I imagined that one day, my love life would finally pan out that I would finally be dating a guy on this special day. I wanted to feel as special as those girls must have felt, but I’ve always known that it doesn’t take a gift to know, it IS the thought that counts.
But there were no thoughts of me on My Worst Valentine’s Day Ever, which also happened to be my first Valentine’s Day with a boyfriend. It took until I was 22 for that love-life cycle to finally come around. I was dating R, and those of you who have read about him before (perhaps here or here or here) know that you’re in for another installment of “Why the Hell Didn’t She Dump This Guy Earlier?”
February 14, 1995: I was a grad student at Winthrop University, attempting to get my master’s in English (which I never really accomplished). I had hardly any friends. All I really had close by was R. Yeah.
For the special day, I bought him a charm to go on the gold chain I bought him for Christmas. Get ready for this: It was one of those gold charms that splits in two so that you and your hunny bunny can feel connected.

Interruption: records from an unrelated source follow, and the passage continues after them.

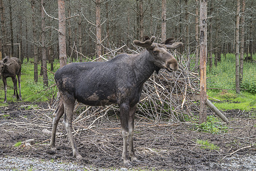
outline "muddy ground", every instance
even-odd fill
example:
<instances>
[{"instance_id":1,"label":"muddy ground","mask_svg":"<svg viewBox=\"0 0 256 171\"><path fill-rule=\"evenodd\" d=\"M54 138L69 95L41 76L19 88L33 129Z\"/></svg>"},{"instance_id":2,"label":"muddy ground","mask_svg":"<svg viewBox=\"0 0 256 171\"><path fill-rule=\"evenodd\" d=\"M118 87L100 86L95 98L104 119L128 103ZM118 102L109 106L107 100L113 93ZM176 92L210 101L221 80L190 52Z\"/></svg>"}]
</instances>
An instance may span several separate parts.
<instances>
[{"instance_id":1,"label":"muddy ground","mask_svg":"<svg viewBox=\"0 0 256 171\"><path fill-rule=\"evenodd\" d=\"M123 138L116 115L105 115L97 120L93 119L92 124L93 121L86 119L74 122L73 135L83 157L83 160L76 161L72 157L66 131L61 123L57 131L59 133L56 140L57 150L52 152L48 149L54 111L51 107L47 103L37 104L36 108L30 105L9 102L9 106L0 108L0 157L58 160L97 168L128 168L121 160ZM227 125L227 132L218 134L201 132L193 123L154 124L136 118L135 154L142 162L134 164L131 168L155 170L225 170L224 164L233 162L230 156L238 158L255 156L256 149L253 145L256 140L256 109L224 113L230 124ZM75 115L74 119L77 116ZM23 142L29 139L34 139L35 144L25 145ZM217 148L204 148L204 145L197 143L197 140L207 140ZM15 146L18 142L22 142L21 145ZM239 167L243 170L242 166Z\"/></svg>"}]
</instances>

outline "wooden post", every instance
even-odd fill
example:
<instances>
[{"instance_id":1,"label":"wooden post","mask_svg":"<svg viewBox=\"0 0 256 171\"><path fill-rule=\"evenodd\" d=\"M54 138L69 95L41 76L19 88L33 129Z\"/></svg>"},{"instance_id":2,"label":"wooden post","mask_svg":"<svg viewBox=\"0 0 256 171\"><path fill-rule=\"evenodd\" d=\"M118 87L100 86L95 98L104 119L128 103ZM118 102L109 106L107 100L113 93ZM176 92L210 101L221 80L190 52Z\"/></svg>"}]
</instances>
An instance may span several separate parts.
<instances>
[{"instance_id":1,"label":"wooden post","mask_svg":"<svg viewBox=\"0 0 256 171\"><path fill-rule=\"evenodd\" d=\"M215 113L216 113L224 121L225 121L227 124L229 124L229 120L227 119L220 111L219 109L212 102L210 101L208 99L206 99L206 105L209 107L212 111L213 111Z\"/></svg>"},{"instance_id":2,"label":"wooden post","mask_svg":"<svg viewBox=\"0 0 256 171\"><path fill-rule=\"evenodd\" d=\"M206 121L207 0L200 0L200 111L199 123Z\"/></svg>"}]
</instances>

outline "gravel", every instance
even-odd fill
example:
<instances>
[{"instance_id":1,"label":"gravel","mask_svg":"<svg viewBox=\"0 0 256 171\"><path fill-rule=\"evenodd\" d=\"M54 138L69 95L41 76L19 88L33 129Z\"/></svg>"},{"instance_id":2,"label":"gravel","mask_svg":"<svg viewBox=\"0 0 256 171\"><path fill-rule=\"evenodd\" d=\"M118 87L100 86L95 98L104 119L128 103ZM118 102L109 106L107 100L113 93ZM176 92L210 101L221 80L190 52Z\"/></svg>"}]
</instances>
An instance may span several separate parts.
<instances>
[{"instance_id":1,"label":"gravel","mask_svg":"<svg viewBox=\"0 0 256 171\"><path fill-rule=\"evenodd\" d=\"M64 163L61 161L43 161L36 158L6 156L0 157L0 170L111 170L97 169L74 164ZM115 170L125 171L126 168Z\"/></svg>"},{"instance_id":2,"label":"gravel","mask_svg":"<svg viewBox=\"0 0 256 171\"><path fill-rule=\"evenodd\" d=\"M226 157L225 161L221 162L212 163L210 168L216 168L216 165L218 166L218 170L256 170L256 156L234 154ZM132 169L136 170L132 168ZM64 163L58 160L46 161L36 158L6 156L0 157L0 170L108 171L113 170L96 168L72 162ZM128 169L124 168L116 169L115 170L126 171Z\"/></svg>"}]
</instances>

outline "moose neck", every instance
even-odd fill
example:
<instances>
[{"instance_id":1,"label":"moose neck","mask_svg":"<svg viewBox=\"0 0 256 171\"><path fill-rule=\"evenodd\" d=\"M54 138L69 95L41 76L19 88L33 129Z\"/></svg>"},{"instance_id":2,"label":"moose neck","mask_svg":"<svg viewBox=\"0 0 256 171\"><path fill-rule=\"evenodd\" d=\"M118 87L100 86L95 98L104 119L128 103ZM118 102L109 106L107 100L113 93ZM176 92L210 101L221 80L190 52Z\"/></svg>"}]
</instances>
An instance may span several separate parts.
<instances>
[{"instance_id":1,"label":"moose neck","mask_svg":"<svg viewBox=\"0 0 256 171\"><path fill-rule=\"evenodd\" d=\"M135 56L135 72L138 83L143 84L152 75L155 71L160 70L153 62L153 56L147 50L144 50Z\"/></svg>"}]
</instances>

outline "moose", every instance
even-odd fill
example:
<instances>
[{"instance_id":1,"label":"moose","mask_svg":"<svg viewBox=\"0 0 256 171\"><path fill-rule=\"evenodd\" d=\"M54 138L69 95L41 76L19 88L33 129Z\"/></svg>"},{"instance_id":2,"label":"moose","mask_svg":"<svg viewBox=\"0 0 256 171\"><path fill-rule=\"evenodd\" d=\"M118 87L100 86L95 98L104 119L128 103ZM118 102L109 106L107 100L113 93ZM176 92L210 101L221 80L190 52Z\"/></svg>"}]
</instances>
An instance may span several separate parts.
<instances>
[{"instance_id":1,"label":"moose","mask_svg":"<svg viewBox=\"0 0 256 171\"><path fill-rule=\"evenodd\" d=\"M174 38L161 43L153 43L155 36L146 37L144 42L135 40L135 44L145 47L138 54L122 54L107 62L72 63L59 68L55 80L60 97L60 104L54 113L52 132L50 142L51 150L56 150L56 129L64 114L66 127L73 155L77 159L79 154L72 135L72 120L75 102L98 106L117 104L123 137L121 158L125 165L139 162L135 155L133 135L136 104L140 101L143 84L155 71L161 68L169 71L178 68L178 63L167 49L182 46L175 42ZM129 156L127 152L129 144Z\"/></svg>"},{"instance_id":2,"label":"moose","mask_svg":"<svg viewBox=\"0 0 256 171\"><path fill-rule=\"evenodd\" d=\"M5 88L5 100L3 103L7 102L7 82L6 78L10 77L13 80L13 89L14 92L13 97L17 97L18 100L21 100L21 61L17 58L10 58L6 56L3 60L0 60L0 76L2 76L3 80L3 87ZM17 91L17 76L19 84L19 94Z\"/></svg>"}]
</instances>

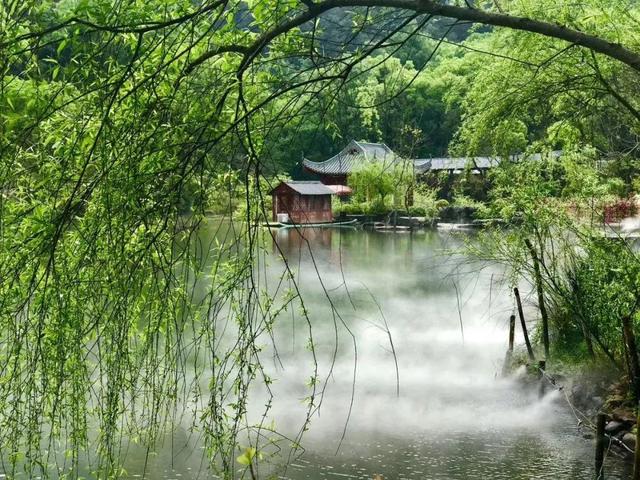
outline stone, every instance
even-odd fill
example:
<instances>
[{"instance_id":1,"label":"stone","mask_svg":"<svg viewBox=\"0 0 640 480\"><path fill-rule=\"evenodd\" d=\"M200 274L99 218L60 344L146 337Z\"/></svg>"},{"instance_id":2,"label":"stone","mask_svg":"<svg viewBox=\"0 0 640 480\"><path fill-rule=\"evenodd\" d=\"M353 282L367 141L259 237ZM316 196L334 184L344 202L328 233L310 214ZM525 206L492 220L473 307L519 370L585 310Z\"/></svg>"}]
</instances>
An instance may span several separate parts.
<instances>
[{"instance_id":1,"label":"stone","mask_svg":"<svg viewBox=\"0 0 640 480\"><path fill-rule=\"evenodd\" d=\"M624 443L631 450L635 450L636 449L636 436L631 432L627 432L627 433L624 434L624 437L622 437L622 443Z\"/></svg>"},{"instance_id":2,"label":"stone","mask_svg":"<svg viewBox=\"0 0 640 480\"><path fill-rule=\"evenodd\" d=\"M624 428L624 423L623 422L618 422L616 420L611 420L609 423L607 423L607 426L604 427L604 431L606 433L608 433L609 435L615 435L616 433L618 433L623 428Z\"/></svg>"}]
</instances>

Go ahead and go throw up if you need to. I’ll be here when you get back.
Okay, feel better? Anyway, I had that charm for him, and on Valentine’s Day I got a phone call from R. I had hoped for a surprise visit since he lived only a half-hour away or maybe a card in the mail, but a phone call was okay. I assumed he would give me my present that weekend.
During the phone call, he proceeds to tell me about the incredible dinner he had. His family had grilled steaks for supper and had baked potatoes and rolls and dessert.
I had eaten ramen noodles for supper.
But you know, I was willing to look past his inconsideration because I knew the weekend would be better.
And I was wrong. I went to his house (which was really his parents’ house) that Friday night, and he had no gift for me. Nothing. Nada. When asked why, he said, “I guess it just snuck up on me.”
Snuck up on you? What is it, a ghost? It’s not like Easter or Ash Wednesday or Fat Tuesday where you have to have a planetary lineup to calculate what day those holidays fall on.Valentine’s Day is the SAME DAY EVERY YEAR!
And yet, that wasn’t the worst of it. I walk into the living room, and there sat a vase with a beautiful red rose in it. In the back of my mind, I thought, Aw, maybe he was just kidding with me. So I asked whose rose that was. R said it was his mother’s. I’m thinking his father gave it to her, but I sneak a peek at the card. IT WAS FROM R!
Snuck up on him my ass!
So then we went out to dinner — with his parents.
And that’s not all: A week later, he had lost his half of the gold charm.
You would think that all of these incidents put together would create a red flag the size of Texas complete with sirens and flashing strobe lights. Alas, that didn’t happen. Isn’t it pathetic what love will blind you from?